While this sounds incredibly sad, Dev, the man who runs New Heaven, put it in perspective.  "This is why we are doing what we are doing.  To make a difference."

*a BIG shout out goes to Chad Scott, who is from Colorado.  He wrote the text book we use.  I would describe him as a groovy young guy who is WICKED (a word I have taught to my mostly Spanish & German Dive Master & Dive Master Trainee buddies), WICKED, smart.  It seems, in addition to being a brilliant young scientist, he speaks fluent Thai.  I gather he is a pioneer in the coral reef management field.  Instead of studying its decline & death, he's covering a LOT of ecological basis above and below water to preserve what we have and grow new ones.

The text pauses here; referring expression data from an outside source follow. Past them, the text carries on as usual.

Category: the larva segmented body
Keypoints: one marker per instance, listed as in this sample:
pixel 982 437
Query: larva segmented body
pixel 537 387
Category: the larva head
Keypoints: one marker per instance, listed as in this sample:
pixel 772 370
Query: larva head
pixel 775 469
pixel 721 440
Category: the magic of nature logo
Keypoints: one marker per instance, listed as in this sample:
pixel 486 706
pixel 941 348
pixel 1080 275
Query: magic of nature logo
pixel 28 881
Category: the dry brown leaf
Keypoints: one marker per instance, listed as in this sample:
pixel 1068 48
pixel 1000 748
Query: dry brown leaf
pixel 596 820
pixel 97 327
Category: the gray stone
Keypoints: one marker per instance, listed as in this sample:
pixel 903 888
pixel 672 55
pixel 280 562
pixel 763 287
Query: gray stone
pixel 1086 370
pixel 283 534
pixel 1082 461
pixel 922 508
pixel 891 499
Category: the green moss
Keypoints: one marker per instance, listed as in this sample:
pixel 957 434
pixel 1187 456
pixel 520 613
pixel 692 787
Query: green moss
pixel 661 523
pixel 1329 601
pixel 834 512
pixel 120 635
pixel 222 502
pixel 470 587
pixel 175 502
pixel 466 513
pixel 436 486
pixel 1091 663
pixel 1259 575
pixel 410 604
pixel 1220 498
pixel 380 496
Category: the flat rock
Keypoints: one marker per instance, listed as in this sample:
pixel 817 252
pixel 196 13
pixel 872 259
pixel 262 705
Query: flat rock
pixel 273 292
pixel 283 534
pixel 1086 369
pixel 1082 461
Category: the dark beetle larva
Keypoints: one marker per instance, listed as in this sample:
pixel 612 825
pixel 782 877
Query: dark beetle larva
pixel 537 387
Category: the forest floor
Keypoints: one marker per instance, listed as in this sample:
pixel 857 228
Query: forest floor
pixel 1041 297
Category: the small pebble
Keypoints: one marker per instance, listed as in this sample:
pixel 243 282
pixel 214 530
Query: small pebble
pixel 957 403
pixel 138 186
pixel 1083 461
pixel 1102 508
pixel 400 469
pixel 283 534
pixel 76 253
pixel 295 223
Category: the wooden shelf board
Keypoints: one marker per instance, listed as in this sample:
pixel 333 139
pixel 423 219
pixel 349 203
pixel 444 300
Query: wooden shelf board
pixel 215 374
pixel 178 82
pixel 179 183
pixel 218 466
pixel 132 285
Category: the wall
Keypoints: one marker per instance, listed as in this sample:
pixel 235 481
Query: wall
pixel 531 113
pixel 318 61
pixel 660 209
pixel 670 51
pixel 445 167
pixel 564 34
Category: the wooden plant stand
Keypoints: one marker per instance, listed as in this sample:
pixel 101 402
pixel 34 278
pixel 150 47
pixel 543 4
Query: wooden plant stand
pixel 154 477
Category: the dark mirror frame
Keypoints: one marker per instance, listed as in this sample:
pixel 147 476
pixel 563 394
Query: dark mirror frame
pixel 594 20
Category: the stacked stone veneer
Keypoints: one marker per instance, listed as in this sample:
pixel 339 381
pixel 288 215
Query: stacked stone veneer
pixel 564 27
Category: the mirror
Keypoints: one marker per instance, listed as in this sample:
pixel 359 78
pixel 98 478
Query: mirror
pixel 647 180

**an autopsy revealed the turtle was a healthy young female, just turning old enough to lay eggs.  She had drowned.  They are guessing that she got wrapped in a fishing net and drowned. Again, very sad folks around the New Heaven Dive School.

Saturday, April 26, 2014

Random thoughts

Thursday, Melissa & I did a 2nd "fun dive" to get us more acclimated to being under water.  It was the best dive yet!  Crystal clear, tons of fish, tons of gorgeous coral.  We saw squirrelfish, pink anemome, some small yellow fellow who is hard to find, trigger fish, and... I swam in a flock of barracuda ,  how cool is that?!

The 2nd dive stared out quite murky, but improved quickly.  

Once we are done diving,out boat returns to our harbor, and a smaller boat comes to ferry us in.  Living in the Northeast, it is still SHOCKING when we get to the beach and have to jump out and pul the boat ashore that the water is NOT so cold it takes your breath away, but warm.  So warm in fact, I've had baths that were far colder.  This is more like the temp of hot tea!

Speaking of the boat, the ride to the first site this morning was very rocky.  It made me think of all the stories of people hanging off the back end of the Ptown ferry, losing their meals. I was rather loving the ride though.  First "good breeze" I've felt.  I remembered Dad's Navy/boating stories, "look at the horizon," and I haven't ever really felt ant seasickness.  I shared that with Melissa and she's found it quite helpful.

On a completely unrelated note, 7-11, the place with the best a/c around... What would they do if I came with a lawn chair & refused to leave?  Anyway... They have, Sue Wedda, ready for this?  Corn Popsicles.  Corn.  Popsicles.  That is all.  Good night!

Burning love....

I made a last minute decision to go snorkeling today, but forgot that I hadn't sun screened for that vs SCUBA.  So, as one would imagine, I burned the crap out of my backside.  What is one to do?  Get a cold aloe vera massage where you had your pedicure of course.  OMG.  Heaven.  HEAVEN.